So ended my husband’s texted tirade after a few days in an Abu Dhabi hospital following an emergency appendectomy which turned out to be less than straightforward. The indignities, pain, and discomfort could be handled with fortitude, but the food had caused the British stiff upper lip some serious challenges. Beetroot was served at every meal and in every conceivable form — none of which was remotely welcome to this convalescent.

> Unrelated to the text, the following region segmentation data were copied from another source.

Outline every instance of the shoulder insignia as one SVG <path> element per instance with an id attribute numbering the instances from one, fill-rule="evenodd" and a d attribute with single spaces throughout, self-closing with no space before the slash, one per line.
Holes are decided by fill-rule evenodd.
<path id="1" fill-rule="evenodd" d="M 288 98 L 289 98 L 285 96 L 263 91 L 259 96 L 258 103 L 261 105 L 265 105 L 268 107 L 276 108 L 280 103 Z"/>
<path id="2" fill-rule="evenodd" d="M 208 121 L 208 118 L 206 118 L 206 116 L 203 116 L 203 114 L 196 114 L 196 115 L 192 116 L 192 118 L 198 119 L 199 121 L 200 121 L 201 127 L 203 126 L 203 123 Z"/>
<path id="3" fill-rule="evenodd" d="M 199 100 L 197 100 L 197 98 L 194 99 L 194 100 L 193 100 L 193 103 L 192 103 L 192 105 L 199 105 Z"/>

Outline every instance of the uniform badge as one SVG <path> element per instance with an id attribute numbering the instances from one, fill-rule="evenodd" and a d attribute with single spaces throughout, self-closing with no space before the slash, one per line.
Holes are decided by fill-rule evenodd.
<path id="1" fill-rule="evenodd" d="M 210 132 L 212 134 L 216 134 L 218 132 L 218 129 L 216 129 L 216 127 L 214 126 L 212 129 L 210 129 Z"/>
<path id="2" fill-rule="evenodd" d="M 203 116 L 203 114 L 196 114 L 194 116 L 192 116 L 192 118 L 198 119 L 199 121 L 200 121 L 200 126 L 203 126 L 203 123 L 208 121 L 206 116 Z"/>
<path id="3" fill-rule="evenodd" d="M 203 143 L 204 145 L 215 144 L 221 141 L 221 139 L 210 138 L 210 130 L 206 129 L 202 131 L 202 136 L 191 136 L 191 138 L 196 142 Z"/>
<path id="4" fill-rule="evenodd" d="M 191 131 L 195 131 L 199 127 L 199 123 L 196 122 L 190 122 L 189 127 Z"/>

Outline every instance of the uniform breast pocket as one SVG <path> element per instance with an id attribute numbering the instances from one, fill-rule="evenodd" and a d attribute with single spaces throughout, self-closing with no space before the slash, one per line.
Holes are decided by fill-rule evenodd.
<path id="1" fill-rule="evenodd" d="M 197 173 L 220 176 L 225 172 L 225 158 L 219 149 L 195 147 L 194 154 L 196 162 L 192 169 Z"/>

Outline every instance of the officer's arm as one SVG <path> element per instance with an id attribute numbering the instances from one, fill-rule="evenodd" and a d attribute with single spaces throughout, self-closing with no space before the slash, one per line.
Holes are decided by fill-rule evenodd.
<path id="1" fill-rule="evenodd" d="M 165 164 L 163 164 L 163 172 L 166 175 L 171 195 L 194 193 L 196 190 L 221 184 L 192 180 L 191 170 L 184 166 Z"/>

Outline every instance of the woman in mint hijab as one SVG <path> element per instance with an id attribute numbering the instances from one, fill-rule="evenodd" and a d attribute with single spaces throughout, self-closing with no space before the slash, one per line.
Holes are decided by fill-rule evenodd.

Almost unbelievably, the day after my husband was admitted to a Middle Eastern hospital, my 9-year-old son was diagnosed with the same condition and admitted to Taunton Hospital, in Somerset, England, for the same operation. Patrick took it all in his stride, only threatening mutiny when a disposable bottle, apparently made of the same recycled cardboard as egg cartons, was proffered in response to his request to go to the loo. With furious determination he heaved himself upright and made his way to the bathrooms, wheeling his drip ahead of him and making my heart swell with maternal pride.
Several hours later, when wrinkled potato wedges and bright orange fish fingers confronted him, Patrick’s attitude was rather different. My husband’s texted complaint lacked the colour a human voice could give the words. My son’s anguished “Why, why, why?” however, provided a glimpse of The Husband’s state of mind when he composed his text. The pitch of “Why can’t I just have a tuna sandwich?” swung from already-stressed contralto to end-of-tether soprano.
KISS: Keep It Simple, Sandwich
This question is one I ask myself every time I face airline food. Why not a sandwich? A simple sandwich is perfect food for those on the go; ask any hill-walker. It is easily transported and eaten and requires little in the way of tableware. It certainly beats sub-standard wannabe home-cooking, or, more depressingly, wannabe gourmet cooking. KLM used to do a nice sandwich on granary, a little oatcake and a good cup of tea or coffee on their London to Schiphol shuttle. I have never enjoyed airborne eating as much. Flights since, even champagne-soaked upgrades, have never hit the spot as well.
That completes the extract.